Pékin s’inquiète du poids tentaculaire pris par la finance de l’ombre
Les autorités chinoises commencent à s’inquiéter du poids pris par la finance de l’ombre dans l’économie du pays. Selon le Financial Times, Pékin compte s’attaquer au problème en réclamant aux banques une plus grande transparence sur le poids de leurs activités hors bilan, dans le cadre d’un programme test qui devrait débuter à Shanghai à la fin du mois de mars ou début avril.

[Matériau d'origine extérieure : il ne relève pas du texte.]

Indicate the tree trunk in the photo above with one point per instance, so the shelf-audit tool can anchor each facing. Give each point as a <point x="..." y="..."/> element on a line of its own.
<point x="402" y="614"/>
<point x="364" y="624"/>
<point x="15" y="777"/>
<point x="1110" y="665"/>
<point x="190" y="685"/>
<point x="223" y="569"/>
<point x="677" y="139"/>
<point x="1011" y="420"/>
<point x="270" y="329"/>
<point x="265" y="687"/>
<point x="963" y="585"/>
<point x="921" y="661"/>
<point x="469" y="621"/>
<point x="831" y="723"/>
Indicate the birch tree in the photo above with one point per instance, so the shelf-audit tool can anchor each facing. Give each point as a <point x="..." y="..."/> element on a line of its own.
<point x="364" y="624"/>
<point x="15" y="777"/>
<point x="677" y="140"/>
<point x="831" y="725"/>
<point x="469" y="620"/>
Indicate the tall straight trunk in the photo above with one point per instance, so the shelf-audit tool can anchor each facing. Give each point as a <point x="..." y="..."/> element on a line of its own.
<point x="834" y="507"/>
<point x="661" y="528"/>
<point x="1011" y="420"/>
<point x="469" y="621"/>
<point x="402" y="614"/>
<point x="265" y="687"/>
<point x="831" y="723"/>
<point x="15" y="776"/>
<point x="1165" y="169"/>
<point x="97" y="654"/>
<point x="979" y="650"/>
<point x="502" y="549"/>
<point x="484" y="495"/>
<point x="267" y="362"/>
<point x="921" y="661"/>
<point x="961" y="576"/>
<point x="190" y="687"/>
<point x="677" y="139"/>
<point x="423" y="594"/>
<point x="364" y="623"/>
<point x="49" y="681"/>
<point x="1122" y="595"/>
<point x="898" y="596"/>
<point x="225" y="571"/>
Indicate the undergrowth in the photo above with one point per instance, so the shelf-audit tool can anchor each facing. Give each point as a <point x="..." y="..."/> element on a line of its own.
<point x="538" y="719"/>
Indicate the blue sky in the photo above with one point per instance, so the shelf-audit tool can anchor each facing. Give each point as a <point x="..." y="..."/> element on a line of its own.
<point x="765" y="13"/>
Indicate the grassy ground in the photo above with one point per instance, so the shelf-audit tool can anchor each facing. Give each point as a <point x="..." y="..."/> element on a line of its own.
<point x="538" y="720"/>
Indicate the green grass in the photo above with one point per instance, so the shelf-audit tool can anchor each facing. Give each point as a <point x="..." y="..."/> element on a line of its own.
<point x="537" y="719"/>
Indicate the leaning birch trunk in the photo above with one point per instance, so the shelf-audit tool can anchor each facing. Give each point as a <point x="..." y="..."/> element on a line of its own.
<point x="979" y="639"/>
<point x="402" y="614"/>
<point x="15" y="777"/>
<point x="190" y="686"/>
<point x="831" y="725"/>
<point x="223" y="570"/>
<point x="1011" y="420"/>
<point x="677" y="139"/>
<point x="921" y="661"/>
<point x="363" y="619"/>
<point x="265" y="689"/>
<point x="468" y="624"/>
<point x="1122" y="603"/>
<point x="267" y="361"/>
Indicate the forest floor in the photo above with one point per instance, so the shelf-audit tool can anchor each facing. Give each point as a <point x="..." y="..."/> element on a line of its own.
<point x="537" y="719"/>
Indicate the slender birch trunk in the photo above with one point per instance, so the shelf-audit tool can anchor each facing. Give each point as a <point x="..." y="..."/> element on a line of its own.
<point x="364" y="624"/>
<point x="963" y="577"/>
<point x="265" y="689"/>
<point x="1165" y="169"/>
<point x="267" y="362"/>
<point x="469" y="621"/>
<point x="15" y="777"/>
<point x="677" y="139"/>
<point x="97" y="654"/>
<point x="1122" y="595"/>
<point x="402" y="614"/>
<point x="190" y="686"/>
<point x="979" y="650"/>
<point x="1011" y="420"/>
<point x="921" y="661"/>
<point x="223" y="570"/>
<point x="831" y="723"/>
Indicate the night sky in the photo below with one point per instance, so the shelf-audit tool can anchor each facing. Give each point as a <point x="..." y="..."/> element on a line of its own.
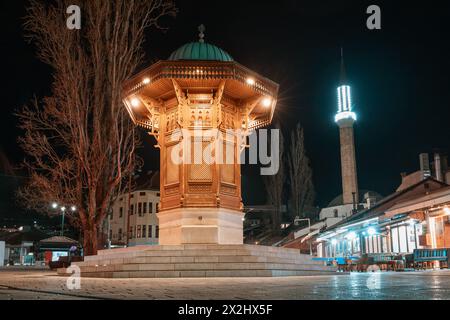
<point x="400" y="76"/>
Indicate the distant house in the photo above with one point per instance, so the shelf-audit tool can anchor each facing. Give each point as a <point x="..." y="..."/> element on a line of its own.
<point x="133" y="220"/>
<point x="413" y="217"/>
<point x="53" y="248"/>
<point x="21" y="246"/>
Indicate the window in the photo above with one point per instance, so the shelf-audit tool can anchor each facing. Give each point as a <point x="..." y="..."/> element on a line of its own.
<point x="139" y="232"/>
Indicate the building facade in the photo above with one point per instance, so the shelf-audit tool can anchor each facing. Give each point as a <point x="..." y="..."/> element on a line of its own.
<point x="415" y="216"/>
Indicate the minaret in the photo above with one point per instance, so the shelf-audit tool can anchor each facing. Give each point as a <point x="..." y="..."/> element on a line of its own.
<point x="345" y="118"/>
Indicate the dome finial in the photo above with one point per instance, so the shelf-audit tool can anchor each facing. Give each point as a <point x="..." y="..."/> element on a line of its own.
<point x="202" y="30"/>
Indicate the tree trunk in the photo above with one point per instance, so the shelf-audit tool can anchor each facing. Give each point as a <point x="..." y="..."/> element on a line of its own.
<point x="90" y="241"/>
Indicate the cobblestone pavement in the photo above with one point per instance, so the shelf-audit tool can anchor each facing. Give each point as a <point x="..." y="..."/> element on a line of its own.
<point x="375" y="286"/>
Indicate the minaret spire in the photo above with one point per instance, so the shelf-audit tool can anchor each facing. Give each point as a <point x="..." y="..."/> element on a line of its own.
<point x="343" y="71"/>
<point x="201" y="35"/>
<point x="345" y="118"/>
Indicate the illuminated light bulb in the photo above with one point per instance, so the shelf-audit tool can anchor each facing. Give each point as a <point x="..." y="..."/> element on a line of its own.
<point x="351" y="235"/>
<point x="267" y="102"/>
<point x="251" y="81"/>
<point x="371" y="231"/>
<point x="135" y="102"/>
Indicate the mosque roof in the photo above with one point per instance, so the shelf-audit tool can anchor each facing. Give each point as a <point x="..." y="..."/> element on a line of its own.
<point x="200" y="51"/>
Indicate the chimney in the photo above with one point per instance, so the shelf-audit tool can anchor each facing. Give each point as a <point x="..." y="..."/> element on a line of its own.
<point x="438" y="167"/>
<point x="425" y="165"/>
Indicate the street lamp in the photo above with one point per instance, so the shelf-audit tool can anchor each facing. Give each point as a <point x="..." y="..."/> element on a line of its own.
<point x="63" y="210"/>
<point x="63" y="216"/>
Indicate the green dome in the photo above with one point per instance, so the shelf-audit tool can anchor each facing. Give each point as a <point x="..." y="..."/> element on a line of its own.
<point x="200" y="51"/>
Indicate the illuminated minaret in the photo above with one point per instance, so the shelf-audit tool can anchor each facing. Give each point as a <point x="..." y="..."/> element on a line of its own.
<point x="345" y="118"/>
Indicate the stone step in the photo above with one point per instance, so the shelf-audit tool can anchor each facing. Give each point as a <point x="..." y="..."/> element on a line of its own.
<point x="201" y="266"/>
<point x="193" y="253"/>
<point x="205" y="274"/>
<point x="199" y="261"/>
<point x="197" y="247"/>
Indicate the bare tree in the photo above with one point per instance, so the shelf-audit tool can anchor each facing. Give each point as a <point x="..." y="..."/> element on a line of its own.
<point x="275" y="187"/>
<point x="79" y="141"/>
<point x="300" y="174"/>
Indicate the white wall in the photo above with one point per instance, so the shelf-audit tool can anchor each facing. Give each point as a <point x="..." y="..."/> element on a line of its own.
<point x="2" y="253"/>
<point x="136" y="221"/>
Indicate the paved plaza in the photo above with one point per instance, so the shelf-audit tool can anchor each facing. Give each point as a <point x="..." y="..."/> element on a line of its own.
<point x="44" y="285"/>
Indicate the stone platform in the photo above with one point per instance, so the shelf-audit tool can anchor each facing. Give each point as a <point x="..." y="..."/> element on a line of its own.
<point x="200" y="261"/>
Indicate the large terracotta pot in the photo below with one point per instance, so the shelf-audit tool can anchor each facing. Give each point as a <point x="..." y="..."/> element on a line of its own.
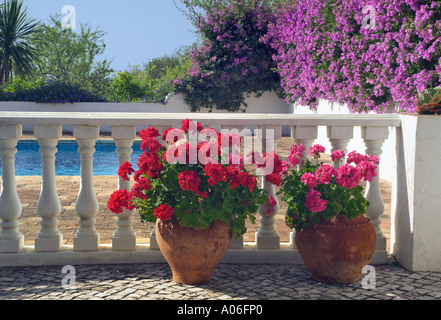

La fixation d’un seuil limite concernant le poids des produits d’investissement hors bilan (Wealth management products, WMP) dans les actifs totaux des banques est même en préparation. Deux banquiers cités par le journal affirment que les autorités les auraient informés de leur volonté de limiter les WMP à 20% de leur base de dépôts. «Le but principal est de gérer les risques des WMP. Les mesures de transparence comprendront la publication d’informations sur la taille, les caractéristiques, la maturité et les intérêts de ces produits» indique une source.
La popularité de ce type de produits a explosé du fait de rendements attractifs. Un membre de la Commission de régulation bancaire chinoise, Wang Yanyou, estimait récemment que le taux moyen des WMP est de 4,1%, soit un demi-point de plus que le taux maximum de dépôts à un an. Un rendement qui attire les épargnants, avec une hausse des encours de WMP qui est passée de 4.600 milliards de yuans en 2001 à 7.600 milliards fin 2012. Le poids des WMP dans les dépôts bancaires totaux a ainsi atteint 8,3% fin décembre, contre 5,7% un an plus tôt. Or, Wang Yanyou avait émis des craintes quant à l’opacité des actifs sous-jacents des WMP.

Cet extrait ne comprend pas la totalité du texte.